A three-dimensional Wiener–Hopf technique for general bodies of revolution, Part I: Symmetrization and factorization of the integral equation’s kernel.

Abstract

This is the first of a two-part paper on the development of analytic solutions of acoustic scattering and/or radiation from arbitrary bodies of revolution under heavy fluid loading. The approach followed is the construction of a 3-D Wiener–Hopf technique with Fourier transforms that operate on the finite object’s arclength variable (the object’s practical finiteness comes about, in a Wiener–Hopf sense, by formally bringing to zero the radius of its semi-infinite generator curve for points beyond a prescribed station). Unlike in the classical case of a planar semi-infinite geometry, the kernel of the integral equation is nontranslational and therefore with independent wavenumber spectra for its receiver and source arclengths.

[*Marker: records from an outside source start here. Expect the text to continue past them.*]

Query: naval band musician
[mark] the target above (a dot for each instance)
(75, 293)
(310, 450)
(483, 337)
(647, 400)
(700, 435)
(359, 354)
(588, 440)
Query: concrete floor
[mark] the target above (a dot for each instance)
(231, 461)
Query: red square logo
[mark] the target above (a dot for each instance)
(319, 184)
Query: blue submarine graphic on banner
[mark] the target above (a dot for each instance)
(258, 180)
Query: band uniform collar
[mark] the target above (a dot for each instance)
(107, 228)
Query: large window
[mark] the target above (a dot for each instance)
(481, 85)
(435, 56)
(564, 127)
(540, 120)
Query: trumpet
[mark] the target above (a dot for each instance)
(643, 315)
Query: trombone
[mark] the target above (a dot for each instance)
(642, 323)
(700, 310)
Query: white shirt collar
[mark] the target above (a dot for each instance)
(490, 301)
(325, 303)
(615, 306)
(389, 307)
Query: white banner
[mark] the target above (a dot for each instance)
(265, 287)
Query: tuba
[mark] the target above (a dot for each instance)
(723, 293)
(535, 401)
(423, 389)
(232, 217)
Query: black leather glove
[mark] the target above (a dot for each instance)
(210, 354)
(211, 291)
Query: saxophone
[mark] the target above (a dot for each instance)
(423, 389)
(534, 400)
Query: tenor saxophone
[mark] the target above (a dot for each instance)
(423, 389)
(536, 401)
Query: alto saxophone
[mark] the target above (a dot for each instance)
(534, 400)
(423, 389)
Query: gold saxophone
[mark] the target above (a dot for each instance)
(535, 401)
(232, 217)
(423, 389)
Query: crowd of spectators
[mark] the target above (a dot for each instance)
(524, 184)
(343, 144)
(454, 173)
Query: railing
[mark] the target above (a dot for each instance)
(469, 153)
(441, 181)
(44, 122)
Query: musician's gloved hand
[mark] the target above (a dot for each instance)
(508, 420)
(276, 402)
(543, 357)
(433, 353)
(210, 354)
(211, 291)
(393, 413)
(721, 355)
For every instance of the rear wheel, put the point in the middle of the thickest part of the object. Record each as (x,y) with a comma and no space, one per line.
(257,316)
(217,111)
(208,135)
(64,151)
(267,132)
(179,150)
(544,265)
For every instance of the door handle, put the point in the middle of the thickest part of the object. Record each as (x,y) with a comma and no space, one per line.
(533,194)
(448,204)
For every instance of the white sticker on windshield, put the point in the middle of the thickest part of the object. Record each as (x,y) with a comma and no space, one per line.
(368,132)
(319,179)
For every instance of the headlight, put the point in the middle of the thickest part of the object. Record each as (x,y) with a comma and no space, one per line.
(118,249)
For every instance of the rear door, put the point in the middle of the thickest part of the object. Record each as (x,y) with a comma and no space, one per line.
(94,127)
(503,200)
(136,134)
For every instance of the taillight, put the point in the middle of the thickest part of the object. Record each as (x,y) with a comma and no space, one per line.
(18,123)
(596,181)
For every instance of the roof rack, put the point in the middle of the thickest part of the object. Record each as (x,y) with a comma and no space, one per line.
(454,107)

The solution procedure applies a symmetrizing spatial operator that reconciles the regions of (+) and (−) analyticity of the kernel’s two-wavenumber transform with those of the virtual sources. The spatially symmetrized integral equation is of the Fredholm second kind and thus with a strong unit “diagonal”–a feature that makes possible the Wiener–Hopf factorization of its transcendental doubly transformed kernel via secondary spectral manipulations. The second of this two-part paper describes how the theory addresses departures from axisymmetry through substructuring techniques and demonstrates the analysis for canonical problems of fluid-structure interaction.